Les bactéries ont développé des mécanismes de défense spéciaux pour se protéger contre les virus qui ne touchent en aucun cas uniquement les humains. Dans le cadre de ces systèmes dits CRISPR-Cas, un acide ribonucléique CRISPR (ARNcr), qui sert d’« ARN guide », reconnaît les zones d’un génome étranger, comme l’ADN viral.
La nucléase (Cas) associée à CRISPR, contrôlée par un crRNA, la rend ensuite inoffensive en la coupant comme des ciseaux. Les humains ont profité de cette stratégie : « CRISPR, souvent appelé « ciseaux génétiques », est la base de nombreuses technologies moléculaires », explique Chase Beisel, chef du département de biologie synthétique de l’ARN à l’Institut Helmholtz pour la recherche sur les infections à base d’ARN. (HIRI). ) à Wurtzbourg. L’institut est un siège du Centre Braunschweig Helmholtz pour la recherche sur les infections (HZI) en coopération avec l’Université Julius Maximilians (JMU) de Würzburg, où Beisel est titulaire d’une chaire.

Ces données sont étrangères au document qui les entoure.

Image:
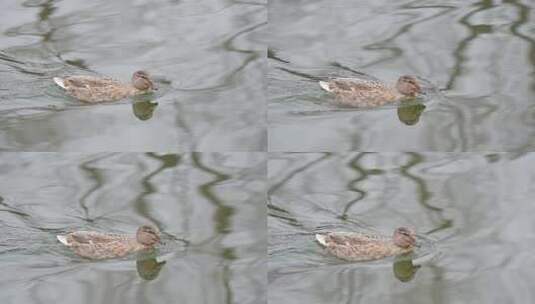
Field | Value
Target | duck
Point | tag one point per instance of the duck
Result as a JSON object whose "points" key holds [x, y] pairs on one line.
{"points": [[355, 246], [369, 93], [93, 89], [98, 245]]}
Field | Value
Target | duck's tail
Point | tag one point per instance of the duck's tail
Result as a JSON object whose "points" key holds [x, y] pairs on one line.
{"points": [[63, 239], [325, 85], [59, 82], [322, 239]]}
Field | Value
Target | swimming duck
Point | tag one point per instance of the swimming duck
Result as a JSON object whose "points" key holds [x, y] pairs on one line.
{"points": [[355, 92], [95, 89], [98, 245], [354, 246]]}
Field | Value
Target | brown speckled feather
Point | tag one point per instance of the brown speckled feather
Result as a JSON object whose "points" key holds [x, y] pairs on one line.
{"points": [[361, 247], [361, 92], [95, 245], [93, 89]]}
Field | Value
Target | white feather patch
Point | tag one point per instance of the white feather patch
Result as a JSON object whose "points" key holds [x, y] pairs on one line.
{"points": [[59, 82], [63, 239], [321, 239], [325, 85]]}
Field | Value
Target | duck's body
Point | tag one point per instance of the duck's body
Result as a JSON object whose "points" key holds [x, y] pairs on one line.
{"points": [[98, 245], [95, 89], [367, 93], [354, 246]]}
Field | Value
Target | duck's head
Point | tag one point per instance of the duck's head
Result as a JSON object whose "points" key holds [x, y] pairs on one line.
{"points": [[148, 235], [141, 81], [404, 237], [408, 85]]}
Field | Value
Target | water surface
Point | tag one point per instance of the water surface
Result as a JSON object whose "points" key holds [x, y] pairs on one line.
{"points": [[481, 54], [474, 211], [210, 208], [206, 56]]}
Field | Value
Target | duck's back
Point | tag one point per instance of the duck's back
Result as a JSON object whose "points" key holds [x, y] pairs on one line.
{"points": [[94, 89], [95, 245], [360, 247], [356, 92]]}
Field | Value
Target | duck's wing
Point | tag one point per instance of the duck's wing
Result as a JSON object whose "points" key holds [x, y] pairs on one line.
{"points": [[351, 85], [103, 250], [89, 82], [87, 237]]}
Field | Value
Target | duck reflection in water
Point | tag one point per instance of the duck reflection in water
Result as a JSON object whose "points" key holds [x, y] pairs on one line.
{"points": [[144, 110], [149, 268], [404, 268]]}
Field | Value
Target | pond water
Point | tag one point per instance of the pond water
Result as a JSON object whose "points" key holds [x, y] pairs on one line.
{"points": [[480, 54], [206, 56], [472, 211], [209, 207]]}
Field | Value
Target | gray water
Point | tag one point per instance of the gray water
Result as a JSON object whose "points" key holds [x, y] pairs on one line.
{"points": [[481, 54], [475, 209], [205, 55], [210, 208]]}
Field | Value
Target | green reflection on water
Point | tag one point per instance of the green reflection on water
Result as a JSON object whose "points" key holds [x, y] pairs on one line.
{"points": [[403, 268], [424, 195]]}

La plateforme de diagnostic LEOPARD, développée par le laboratoire de Beisel en collaboration avec le JMU en 2021, utilise également CRISPR comme technologie. LEOPARD a le potentiel de détecter une variété de biomarqueurs liés à la maladie en un seul test. L’approche est basée sur la reprogrammation de facteurs d’ARN, appelés tracrRNA. Ces ARN sont naturellement impliqués dans la production d’ARN guides utilisés par Cas9 et diverses nucléases Cas12.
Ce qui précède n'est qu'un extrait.